NHS receives £100m in levy payments for gambling operators

Four aces on British money

The proposed mandatory levy on British gambling operators is estimated to raise £100 million ($122 million) annually for the NHS. [Image: Shutterstock.com]

Shake up the system

A new proposed levy on gambling companies in the UK could result in the National Health Service (NHS) receiving around 100 million pounds ($122 million) in payments annually. This money would go towards research, prevention and treatment of gambling addiction. The UK government plans to introduce this levy to replace the existing model of voluntary operator contributions.

Online gambling operators pay 1% of their turnover

The proposal would see online gambling operators pay 1% of their turnover through the compulsory levy, with the rate dropping to 0.4% for land-based casinos and retail sports betting. The industry’s total turnover last year was about 10 billion pounds ($12 million), leading to an estimate of 100 million pounds.

The government still has to clarify the details of the compulsory levy in an eight-week consultation period. Laws are then passed that make payment mandatory for companies.

Model change

Operators will have no influence on how levy money is spent as the industry moves to the new model. The current system requires operators to contribute typically 0.1% of their revenue; Some companies have a reputation for not contributing at all.

One of the main recipients of the voluntary funds was the charity GambleAware, which has missed its £10 million ($12 million) fundraising target several times in recent years. According to the Betting and Gaming Council, an industry lobby group, major operators agreed to make larger contributions in 2019, which has reportedly resulted in 110 million pounds ($134 million) in funding since then.

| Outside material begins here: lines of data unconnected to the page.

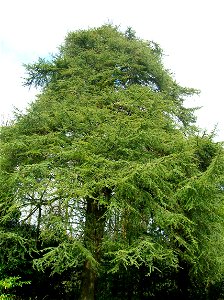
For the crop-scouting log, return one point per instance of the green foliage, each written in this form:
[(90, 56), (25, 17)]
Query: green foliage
[(106, 175), (8, 284)]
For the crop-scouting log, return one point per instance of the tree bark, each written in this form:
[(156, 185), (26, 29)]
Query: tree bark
[(94, 230)]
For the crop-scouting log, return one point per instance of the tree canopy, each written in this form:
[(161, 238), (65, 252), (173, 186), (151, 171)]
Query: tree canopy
[(108, 189)]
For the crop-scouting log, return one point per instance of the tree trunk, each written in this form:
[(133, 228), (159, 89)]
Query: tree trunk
[(94, 230)]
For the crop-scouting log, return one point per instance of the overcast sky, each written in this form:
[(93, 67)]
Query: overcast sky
[(189, 31)]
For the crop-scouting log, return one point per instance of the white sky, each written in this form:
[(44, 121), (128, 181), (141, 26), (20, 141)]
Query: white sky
[(189, 31)]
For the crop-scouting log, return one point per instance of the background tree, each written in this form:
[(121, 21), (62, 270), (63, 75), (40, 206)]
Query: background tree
[(111, 175)]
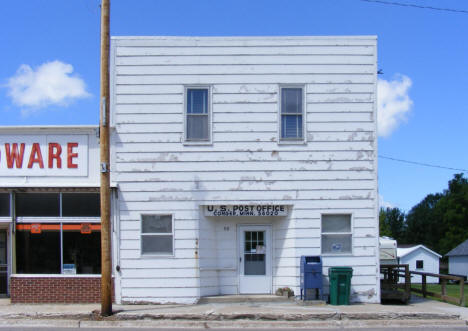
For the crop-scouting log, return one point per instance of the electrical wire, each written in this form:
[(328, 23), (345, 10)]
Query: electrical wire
[(401, 4), (421, 163)]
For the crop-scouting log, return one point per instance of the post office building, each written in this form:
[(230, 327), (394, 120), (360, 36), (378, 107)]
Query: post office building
[(232, 158)]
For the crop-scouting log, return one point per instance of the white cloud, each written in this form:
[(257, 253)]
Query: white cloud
[(384, 204), (52, 83), (393, 103)]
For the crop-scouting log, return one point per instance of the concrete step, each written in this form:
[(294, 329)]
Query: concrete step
[(244, 298)]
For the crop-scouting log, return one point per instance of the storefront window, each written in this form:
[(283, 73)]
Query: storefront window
[(37, 204), (72, 205), (39, 248), (81, 251), (38, 253)]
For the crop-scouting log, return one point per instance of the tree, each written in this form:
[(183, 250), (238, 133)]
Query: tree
[(423, 223), (454, 208), (440, 221), (392, 223)]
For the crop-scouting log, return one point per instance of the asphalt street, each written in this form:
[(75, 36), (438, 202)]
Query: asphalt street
[(441, 328)]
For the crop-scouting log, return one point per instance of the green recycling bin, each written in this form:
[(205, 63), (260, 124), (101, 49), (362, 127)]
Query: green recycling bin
[(340, 285)]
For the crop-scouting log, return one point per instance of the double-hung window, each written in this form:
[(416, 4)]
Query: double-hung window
[(197, 114), (156, 235), (336, 234), (292, 113)]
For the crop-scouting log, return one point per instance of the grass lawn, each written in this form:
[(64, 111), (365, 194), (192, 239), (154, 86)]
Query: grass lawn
[(453, 290)]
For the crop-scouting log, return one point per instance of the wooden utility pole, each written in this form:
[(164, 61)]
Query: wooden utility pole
[(106, 263)]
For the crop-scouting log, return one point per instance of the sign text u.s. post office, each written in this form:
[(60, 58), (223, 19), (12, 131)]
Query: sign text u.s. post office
[(246, 210), (43, 155)]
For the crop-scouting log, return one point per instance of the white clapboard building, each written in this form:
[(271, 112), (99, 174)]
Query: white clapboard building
[(235, 156)]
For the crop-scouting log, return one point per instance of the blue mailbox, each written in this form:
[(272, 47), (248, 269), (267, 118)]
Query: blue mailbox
[(311, 277)]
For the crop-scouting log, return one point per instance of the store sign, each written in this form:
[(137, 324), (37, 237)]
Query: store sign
[(43, 155), (246, 210)]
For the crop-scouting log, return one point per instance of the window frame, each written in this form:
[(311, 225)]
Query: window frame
[(156, 255), (209, 114), (292, 141), (61, 222), (350, 233), (422, 262)]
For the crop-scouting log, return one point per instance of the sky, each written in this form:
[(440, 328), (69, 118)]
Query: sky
[(49, 74)]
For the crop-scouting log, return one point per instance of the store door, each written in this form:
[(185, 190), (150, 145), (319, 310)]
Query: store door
[(255, 259), (3, 263)]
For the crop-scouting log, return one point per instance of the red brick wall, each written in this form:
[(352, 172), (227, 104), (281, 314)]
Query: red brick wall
[(39, 289)]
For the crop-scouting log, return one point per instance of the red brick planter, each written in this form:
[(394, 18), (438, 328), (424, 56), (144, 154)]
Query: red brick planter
[(55, 289)]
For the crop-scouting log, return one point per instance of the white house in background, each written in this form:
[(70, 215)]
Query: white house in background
[(458, 259), (419, 258), (235, 156)]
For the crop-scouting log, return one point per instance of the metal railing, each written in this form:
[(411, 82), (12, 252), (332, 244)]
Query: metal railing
[(443, 281), (390, 286)]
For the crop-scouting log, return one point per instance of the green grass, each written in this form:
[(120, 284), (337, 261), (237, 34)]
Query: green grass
[(453, 290)]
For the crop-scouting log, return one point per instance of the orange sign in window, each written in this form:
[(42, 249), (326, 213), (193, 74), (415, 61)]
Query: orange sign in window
[(86, 228), (35, 228)]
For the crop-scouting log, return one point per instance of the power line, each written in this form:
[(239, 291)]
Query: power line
[(401, 4), (421, 163)]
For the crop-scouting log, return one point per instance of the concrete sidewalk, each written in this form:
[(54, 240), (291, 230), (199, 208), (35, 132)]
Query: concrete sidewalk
[(247, 311)]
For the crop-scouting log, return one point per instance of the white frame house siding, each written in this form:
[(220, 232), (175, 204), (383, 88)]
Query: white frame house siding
[(332, 171), (413, 254)]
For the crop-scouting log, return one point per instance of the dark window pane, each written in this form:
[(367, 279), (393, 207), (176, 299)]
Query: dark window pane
[(291, 126), (81, 204), (156, 224), (38, 253), (197, 101), (336, 244), (156, 244), (83, 251), (336, 223), (4, 204), (291, 100), (38, 204), (197, 127)]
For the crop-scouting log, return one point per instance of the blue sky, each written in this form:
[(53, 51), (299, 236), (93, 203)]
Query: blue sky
[(423, 54)]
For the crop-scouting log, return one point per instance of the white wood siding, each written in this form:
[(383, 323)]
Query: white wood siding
[(430, 264), (334, 171)]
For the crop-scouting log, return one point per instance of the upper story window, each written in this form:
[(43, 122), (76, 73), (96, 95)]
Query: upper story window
[(292, 113), (157, 235), (336, 234), (197, 114)]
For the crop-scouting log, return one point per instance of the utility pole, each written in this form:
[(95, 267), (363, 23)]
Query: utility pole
[(106, 263)]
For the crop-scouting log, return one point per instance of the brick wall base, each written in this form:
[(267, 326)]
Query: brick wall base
[(43, 289)]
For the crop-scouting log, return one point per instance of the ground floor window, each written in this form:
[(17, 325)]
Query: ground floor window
[(73, 248)]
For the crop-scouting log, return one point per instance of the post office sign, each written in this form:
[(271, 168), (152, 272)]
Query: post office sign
[(246, 210)]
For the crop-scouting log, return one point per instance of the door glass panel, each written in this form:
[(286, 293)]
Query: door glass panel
[(3, 263), (254, 264), (254, 253), (3, 254)]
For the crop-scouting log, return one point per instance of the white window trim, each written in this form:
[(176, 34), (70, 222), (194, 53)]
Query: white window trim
[(304, 118), (210, 127), (351, 233), (157, 255)]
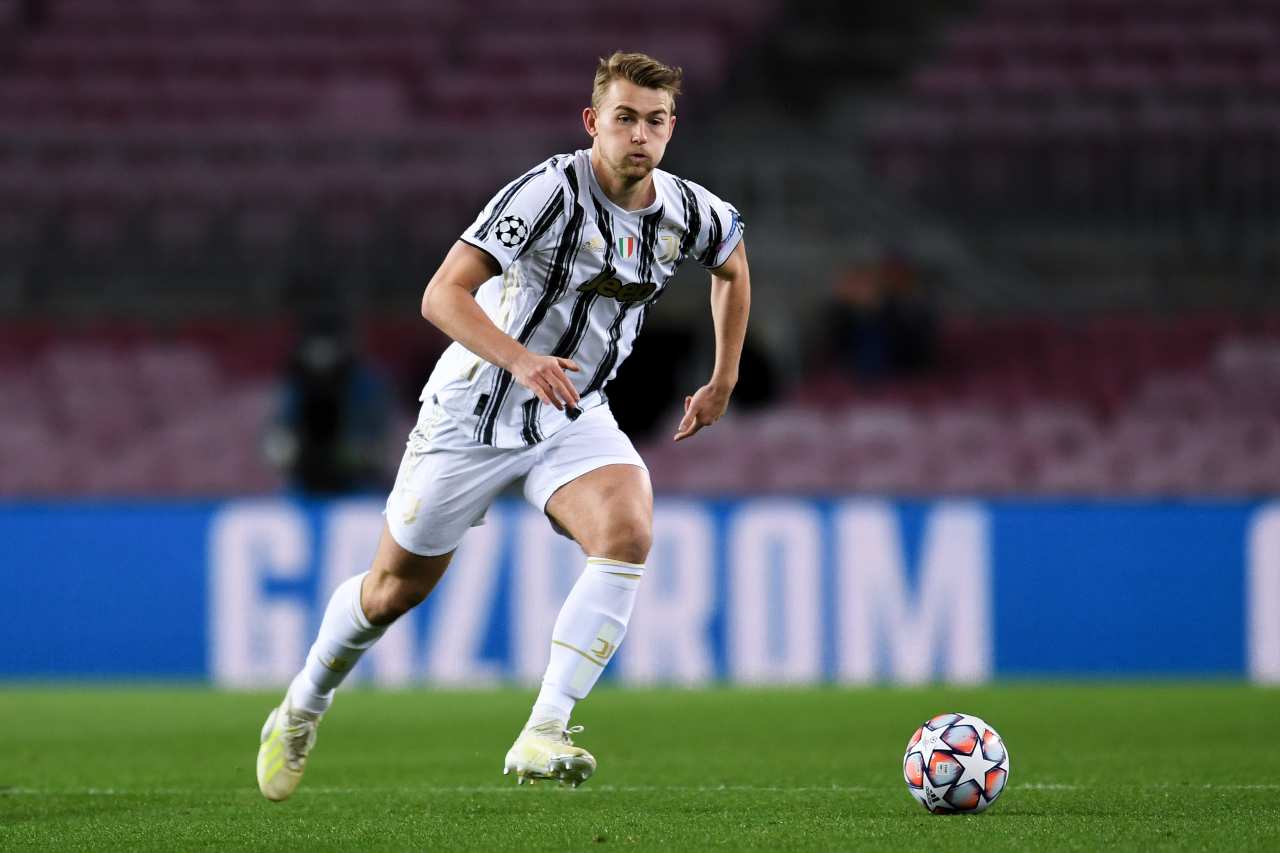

Anti-gambling campaigners believe that a voluntary system means operators have too much control over the distribution of funds, which is a key reason why the NHS does not accept money through this model.

Send funds directly to the NHS and UK Research and Innovation

The plan would see the UK Gambling Commission collect the money and pass the funds directly to the NHS and UK Research and Innovation. Under the current plan, the UK National Lottery is not required to make contributions.

A big problem in Britain

Gambling addiction is a big issue in the region, which is why activists and health experts welcome the planned compulsory levy. Much of the funding will go towards supporting specialist gambling addiction clinics being set up across the UK. Seven such NHS centers are expected to open by the end of 2023, bringing the total number of such facilities to 15. As recently as 2019, only one such clinic was available.

The voluntary contribution system has been in effect since gambling laws were expanded in 2007.

After numerous delays, the British government published its white paper on reforming gambling legislation in April. In addition to introducing a mandatory levy for operators, other changes are also proposed, such as: B. stricter affordability checks for players and lower betting limits for online slots. Most key proposals are still in the consultation phase and no major progress is expected until 2024.